The retrograde orbit of the HAT-P-6b exoplanet
G. Hebrard, D. Ehrenreich, F. Bouchy, X. Delfosse, C. Moutou, L., Arnold, I. Boisse, X. Bonfils, R. F. Diaz, A. Eggenberger, T. Forveille,, A.-M. Lagrange, C. Lovis, F. Pepe, C. Perrier, D. Queloz, A. Santerne, N. C., Santos, D. Segransan, S. Udry, A. Vidal-Madjar

TL;DR
This study reports the discovery of a retrograde orbit for the exoplanet HAT-P-6b, using spectroscopic observations to analyze its orbital alignment and compare it with other hot Jupiters.
Contribution
It provides the first measurement of a retrograde orbit for HAT-P-6b and discusses the correlation between planetary mass and orbital obliquity among hot Jupiters.
Findings
HAT-P-6b has a retrograde orbit with a sky-projected angle of 166 +/- 10 degrees.
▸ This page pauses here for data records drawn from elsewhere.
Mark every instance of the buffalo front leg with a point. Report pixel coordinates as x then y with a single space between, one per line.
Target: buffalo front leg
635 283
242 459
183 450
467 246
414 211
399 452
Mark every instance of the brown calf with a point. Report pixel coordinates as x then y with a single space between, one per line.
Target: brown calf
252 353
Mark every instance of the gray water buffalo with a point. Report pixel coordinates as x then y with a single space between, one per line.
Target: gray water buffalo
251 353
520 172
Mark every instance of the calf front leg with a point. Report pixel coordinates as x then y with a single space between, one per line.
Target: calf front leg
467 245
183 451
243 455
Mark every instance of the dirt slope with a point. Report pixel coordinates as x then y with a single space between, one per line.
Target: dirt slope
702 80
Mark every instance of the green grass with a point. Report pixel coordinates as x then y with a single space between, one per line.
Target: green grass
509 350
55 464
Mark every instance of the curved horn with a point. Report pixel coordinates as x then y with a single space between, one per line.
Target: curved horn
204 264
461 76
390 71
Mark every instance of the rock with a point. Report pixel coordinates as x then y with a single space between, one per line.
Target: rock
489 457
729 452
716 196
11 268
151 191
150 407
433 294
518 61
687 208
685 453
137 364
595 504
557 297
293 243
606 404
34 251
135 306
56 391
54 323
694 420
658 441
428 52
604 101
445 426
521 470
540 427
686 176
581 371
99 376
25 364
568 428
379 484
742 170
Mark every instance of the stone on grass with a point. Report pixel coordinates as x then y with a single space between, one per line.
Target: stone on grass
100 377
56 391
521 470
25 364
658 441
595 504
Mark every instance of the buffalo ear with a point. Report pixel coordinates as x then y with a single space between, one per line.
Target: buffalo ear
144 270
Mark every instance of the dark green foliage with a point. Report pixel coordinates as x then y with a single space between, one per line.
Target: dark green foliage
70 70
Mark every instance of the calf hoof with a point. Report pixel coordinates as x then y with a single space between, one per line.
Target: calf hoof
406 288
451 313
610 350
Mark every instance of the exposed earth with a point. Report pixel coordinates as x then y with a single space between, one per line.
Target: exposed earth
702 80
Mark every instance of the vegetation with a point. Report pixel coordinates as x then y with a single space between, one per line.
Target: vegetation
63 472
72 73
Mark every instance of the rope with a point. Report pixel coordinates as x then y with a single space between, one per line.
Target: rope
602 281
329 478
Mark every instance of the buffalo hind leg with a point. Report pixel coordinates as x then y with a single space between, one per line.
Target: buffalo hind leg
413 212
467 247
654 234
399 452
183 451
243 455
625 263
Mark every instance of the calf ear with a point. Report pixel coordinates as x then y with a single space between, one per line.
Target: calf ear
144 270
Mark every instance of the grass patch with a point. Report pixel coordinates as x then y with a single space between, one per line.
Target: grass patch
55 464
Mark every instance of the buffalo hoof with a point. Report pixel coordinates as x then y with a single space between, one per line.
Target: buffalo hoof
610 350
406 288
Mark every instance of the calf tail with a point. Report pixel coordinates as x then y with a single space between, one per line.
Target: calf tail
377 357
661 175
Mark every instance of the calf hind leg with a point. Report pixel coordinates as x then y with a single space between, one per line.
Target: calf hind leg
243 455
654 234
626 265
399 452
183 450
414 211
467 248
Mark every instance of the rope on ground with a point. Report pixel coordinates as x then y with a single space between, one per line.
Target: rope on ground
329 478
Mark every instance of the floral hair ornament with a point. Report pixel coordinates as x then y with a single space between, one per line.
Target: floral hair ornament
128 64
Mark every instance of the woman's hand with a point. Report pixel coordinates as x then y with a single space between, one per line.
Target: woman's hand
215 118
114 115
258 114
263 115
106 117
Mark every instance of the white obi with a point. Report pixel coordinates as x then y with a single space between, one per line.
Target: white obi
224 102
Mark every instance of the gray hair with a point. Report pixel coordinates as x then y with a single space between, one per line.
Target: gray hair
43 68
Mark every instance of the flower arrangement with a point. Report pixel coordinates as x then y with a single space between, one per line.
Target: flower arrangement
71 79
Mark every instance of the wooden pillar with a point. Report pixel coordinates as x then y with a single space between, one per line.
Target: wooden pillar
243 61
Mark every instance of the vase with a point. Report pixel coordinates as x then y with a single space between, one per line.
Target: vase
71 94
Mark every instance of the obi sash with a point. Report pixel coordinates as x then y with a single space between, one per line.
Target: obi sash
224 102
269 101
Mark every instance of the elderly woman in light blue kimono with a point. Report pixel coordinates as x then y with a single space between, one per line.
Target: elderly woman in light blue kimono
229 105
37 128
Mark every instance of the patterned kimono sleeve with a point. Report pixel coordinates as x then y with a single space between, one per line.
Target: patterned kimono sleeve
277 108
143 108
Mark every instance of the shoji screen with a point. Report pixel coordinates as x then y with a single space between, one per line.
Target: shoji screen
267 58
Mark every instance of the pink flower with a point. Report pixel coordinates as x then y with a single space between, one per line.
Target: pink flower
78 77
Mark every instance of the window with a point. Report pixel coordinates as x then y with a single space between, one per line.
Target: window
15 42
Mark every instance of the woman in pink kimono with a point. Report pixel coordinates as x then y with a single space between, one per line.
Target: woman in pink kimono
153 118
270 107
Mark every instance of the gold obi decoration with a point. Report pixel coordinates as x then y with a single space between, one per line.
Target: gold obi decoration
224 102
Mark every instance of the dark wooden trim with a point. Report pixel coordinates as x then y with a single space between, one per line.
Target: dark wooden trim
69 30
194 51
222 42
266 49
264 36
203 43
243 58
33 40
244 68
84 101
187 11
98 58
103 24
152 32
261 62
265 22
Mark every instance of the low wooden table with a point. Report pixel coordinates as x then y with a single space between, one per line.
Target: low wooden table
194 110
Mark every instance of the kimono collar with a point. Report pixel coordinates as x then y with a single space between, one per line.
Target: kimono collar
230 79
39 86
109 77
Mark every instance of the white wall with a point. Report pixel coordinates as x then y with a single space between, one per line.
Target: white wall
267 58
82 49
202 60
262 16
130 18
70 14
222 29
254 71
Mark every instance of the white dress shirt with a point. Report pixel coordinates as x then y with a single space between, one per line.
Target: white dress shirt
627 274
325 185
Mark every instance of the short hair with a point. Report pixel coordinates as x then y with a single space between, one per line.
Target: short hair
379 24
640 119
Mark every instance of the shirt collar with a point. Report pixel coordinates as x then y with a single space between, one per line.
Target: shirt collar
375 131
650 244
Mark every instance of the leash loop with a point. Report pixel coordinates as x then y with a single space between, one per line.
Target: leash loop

Most retrograde hot Jupiters are less massive (< 3 M_Jup), while more massive ones tend to be prograde but misaligned.
Different mechanisms may influence planetary obliquities depending on planetary mass.
Abstract
We observed with the SOPHIE spectrograph (OHP, France) the transit of the HAT-P-6b exoplanet across its host star. The resulting stellar radial velocities display the Rossiter-McLaughlin anomaly and reveal a retrograde orbit: the planetary orbital spin and the stellar rotational spin point towards approximately opposite directions. A fit to the anomaly measures a sky-projected angle lambda = 166 +/- 10 degrees between these two spin axes. All seven known retrograde planets are hot jupiters with masses M_p < 3 M_Jup. About two thirds of the planets in this mass range however are prograde and aligned (lambda ~ 0). By contrast, most of the more massive planets (M_p > 4 M_Jup) are prograde but misaligned. Different mechanisms may therefore be responsible for planetary obliquities above and below ~3.5 M_Jup.